Objective: The objectives of the study were to develop a population pharmacokinetic model for ¹¹C-flumazenil at tracer concentrations, to assess the effects of patient-related covariates and to derive an optimal sampling protocol for clinical use. Methods: A population pharmacokinetic model was developed using nonlinear mixed effects modelling (NONMEM) with data obtained from 51 patients with either depression or epilepsy. Each patient received ∼370 MBq (1-4 μg) of ¹¹C-flumazenil. The effects of selected covariates (gender, weight, type of disease and age) were investigated. The model was validated using a bootstrap method. Finally, an optimal sampling design was established.
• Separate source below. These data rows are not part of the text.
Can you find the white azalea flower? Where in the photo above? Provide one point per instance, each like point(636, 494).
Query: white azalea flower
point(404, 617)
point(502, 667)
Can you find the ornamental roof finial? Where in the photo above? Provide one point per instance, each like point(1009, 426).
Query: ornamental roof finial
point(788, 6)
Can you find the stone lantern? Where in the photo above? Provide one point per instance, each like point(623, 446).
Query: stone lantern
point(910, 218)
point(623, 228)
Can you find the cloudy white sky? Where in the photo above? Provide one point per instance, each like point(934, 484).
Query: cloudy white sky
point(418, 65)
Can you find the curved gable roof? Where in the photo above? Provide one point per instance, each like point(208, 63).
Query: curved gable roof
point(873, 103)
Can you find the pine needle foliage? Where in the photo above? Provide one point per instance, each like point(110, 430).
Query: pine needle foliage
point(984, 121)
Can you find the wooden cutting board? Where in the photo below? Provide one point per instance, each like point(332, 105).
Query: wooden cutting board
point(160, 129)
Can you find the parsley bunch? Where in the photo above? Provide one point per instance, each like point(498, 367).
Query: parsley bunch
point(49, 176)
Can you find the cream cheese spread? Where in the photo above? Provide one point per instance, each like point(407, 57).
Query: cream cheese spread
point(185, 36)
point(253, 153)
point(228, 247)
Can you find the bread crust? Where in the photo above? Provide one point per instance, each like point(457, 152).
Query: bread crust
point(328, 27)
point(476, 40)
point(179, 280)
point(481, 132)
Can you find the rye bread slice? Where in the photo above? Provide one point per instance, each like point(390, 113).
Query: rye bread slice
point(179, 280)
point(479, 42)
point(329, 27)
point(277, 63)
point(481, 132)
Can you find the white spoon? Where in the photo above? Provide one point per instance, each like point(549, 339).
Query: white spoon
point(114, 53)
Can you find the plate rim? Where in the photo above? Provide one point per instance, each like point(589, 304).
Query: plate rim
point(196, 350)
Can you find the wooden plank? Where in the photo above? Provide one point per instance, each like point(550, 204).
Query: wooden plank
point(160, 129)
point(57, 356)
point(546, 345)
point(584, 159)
Results: The population pharmacokinetics of tracer quantities of ¹¹C-flumazenil were best described by a two compartment model. Type of disease and weight were identified as significant covariates (P < 0.002). Mean population pharmacokinetic parameters (percent coefficient of variation) were: CL 1530 ml_ min^-1 (6.6%), V₁ 24.8 × 10³ mL (3.8%), V₂ 27.3 × 10³ mL (5.4%), and Q 2510 mL min^-1 (6.5%). CL was 20% lower in patients with epilepsy, and the influence of weight on V₁ was 0.55% kg ^-1. For the prediction of the AUC, a combination of two time points at t = 30 and 60 min post injection was considered optimal (bias -0.7% (95% CI -2.2 to 0.8%), precision 5.7% (95% CI 4.5-6.9%)). The optimal sampling strategy was cross-validated (observed AUC = 296 MBql^-1 min^-1 (95% CI 102-490), predicted AUC = 288 MBql^-1 min^-1 (95% CI 70-506)). Conclusions: The population pharmacokinetics of tracer quantities of ¹¹C-flumazenil are well described by a two-compartment model. Inclusion of weight and type of disease as covariates significantly improved the model. Furthermore, an optimal sampling procedure may increase the feasibility and applicability of ¹¹C-flumazenil PET.